Pict. Fotoboek Belg. Zeemacht p.93 +142

The tug Steenbank this week recounted the demolition yard Treffers in Haarlem to the Jetty of Iskes in IJmuiden where the ship will be made ready for the transport to Maassluis. The first Europoort tug with an installed engine power of 1,250 HP will be renovated in its former repair/maintenance port Maassluis and completely restored to its original NRS (Nieuwe Rotterdamse Sleepdienst) colors. The name NRS comes back again as the owner of the ship has chosen the initials in a name. To know Nostalgic Rotterdam Tugs. The tug was built in 1960 by Scheepswerf v/h H.H. Bodewes – Millingen; Netherlands under number 560 and delivered to L. Smit & Co's Internationale Sleepdienst Mij NV – Rotterdam. In 1961 chartered to NRS - Nieuwe Rotterdamse Sleepdienst – Rotterdam. In 1972 transferred to Smit Internationale Havensleepdiensten BV - Rotterdam and renamed Astroloog. In 1980 sold to the Belgium Navy – Oostende and renamed Valcke (pennant A 950). In 1985  damaged in a collision with UK ferry European Enterprise off Zeebrugge. In 1994 laid up. In 1996 refit and back in service. She has a length of 30.38 mtrs a beam of 7.55 mtrs and a depth of 3.81 mtrs. The twp Deutz diesel engine have a total output of 912 kW (1,250 bhp) with a free sailing speed of 11 knots and a bollard pull of 13 tons.

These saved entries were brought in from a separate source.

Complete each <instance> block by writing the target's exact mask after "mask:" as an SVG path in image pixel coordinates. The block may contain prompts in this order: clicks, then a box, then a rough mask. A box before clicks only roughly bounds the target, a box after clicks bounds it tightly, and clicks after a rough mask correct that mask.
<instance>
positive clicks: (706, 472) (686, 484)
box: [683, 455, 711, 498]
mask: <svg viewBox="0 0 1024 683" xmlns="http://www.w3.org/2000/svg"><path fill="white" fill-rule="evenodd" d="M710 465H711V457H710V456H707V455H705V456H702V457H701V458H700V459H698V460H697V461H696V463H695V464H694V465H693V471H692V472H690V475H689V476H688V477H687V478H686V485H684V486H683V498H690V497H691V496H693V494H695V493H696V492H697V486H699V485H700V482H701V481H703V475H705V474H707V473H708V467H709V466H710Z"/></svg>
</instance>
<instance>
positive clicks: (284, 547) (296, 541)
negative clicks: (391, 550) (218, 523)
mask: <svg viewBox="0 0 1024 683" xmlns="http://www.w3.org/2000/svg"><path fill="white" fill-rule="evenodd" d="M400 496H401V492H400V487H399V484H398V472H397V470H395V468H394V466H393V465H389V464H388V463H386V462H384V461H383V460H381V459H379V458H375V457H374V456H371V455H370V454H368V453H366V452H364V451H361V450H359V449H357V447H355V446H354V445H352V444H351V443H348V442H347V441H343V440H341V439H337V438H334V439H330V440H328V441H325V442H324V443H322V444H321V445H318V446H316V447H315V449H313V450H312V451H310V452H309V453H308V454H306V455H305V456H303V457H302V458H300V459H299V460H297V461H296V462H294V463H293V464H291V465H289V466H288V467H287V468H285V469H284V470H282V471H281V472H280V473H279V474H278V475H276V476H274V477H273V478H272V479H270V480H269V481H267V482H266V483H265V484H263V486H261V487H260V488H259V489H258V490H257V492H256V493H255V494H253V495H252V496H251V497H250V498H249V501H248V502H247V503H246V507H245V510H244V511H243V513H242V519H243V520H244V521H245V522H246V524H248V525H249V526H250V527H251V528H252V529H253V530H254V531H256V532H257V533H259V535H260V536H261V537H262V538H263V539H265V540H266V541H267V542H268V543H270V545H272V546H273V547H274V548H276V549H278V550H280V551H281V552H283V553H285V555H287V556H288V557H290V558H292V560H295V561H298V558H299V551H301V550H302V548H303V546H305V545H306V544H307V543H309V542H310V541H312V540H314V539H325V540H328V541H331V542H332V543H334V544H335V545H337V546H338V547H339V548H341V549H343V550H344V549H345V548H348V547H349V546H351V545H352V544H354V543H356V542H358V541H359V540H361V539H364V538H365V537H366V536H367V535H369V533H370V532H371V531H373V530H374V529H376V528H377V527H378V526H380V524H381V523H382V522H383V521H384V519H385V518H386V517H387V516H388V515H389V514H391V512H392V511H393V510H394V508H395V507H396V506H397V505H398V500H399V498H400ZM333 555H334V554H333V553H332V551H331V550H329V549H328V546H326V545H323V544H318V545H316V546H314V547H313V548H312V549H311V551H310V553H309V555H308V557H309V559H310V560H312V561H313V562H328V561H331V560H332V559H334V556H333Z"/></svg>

Wednesday, 28 September 2016 12:08

Harbour tug ARGUS for sale

It is reported that the 1955 built Dutch harbour tug Argus is for sale at a bankruptcy auction. The ug is berthed in Hendrik Ido Ambacht; Netherlands. The tug was built by NV Scheepswerf v/h H.H. Bodewes – Millingen; Netherlands under number 495 and delivered to L. Smit & Co's Internationale Sleepdienst Maatschappij – Rotterdam as Argus. In 1972 transferred to Smit Internationale Havensleepdiensten BV- Rotterdam. In 1985 sold to Juillit Overseas Corp Ltd. – Panama and renamed Argus 1. In nthe same year arrested after a wild pursuit by Dutch river-police near Hoek van Holland for drugs-traffic, chained at the Entrepothaven by Dienst der Domeinen, laid up at Den Helder; Netherlands. In 1989 sold to J. Nijhof - OudBeijerland; Netherlands. In 1995 sold to J. Hoornstra & A. Dijkstra – Jubbega; Netherlands used as houseboat at Drachten; Netherlands. In 2002  sold to F. van Santen – Kootstertille; Netherlands and renamed Antje 6. In the same year sold to Ad Stolk Schepen BV - Hendrik Ido Ambacht, Netherlands and re-renamed Argus. In 2010 sold to G. den Boer – Zwijndrecht; Netherlands. She has a length of 26.45 mtrs a beam of 6.90 mtrs and a depth of 2/90 mtrs. The Smit-Man diesel engine delivers an output 386 kW (575 bhp) and a free sailing speed of 10 knots.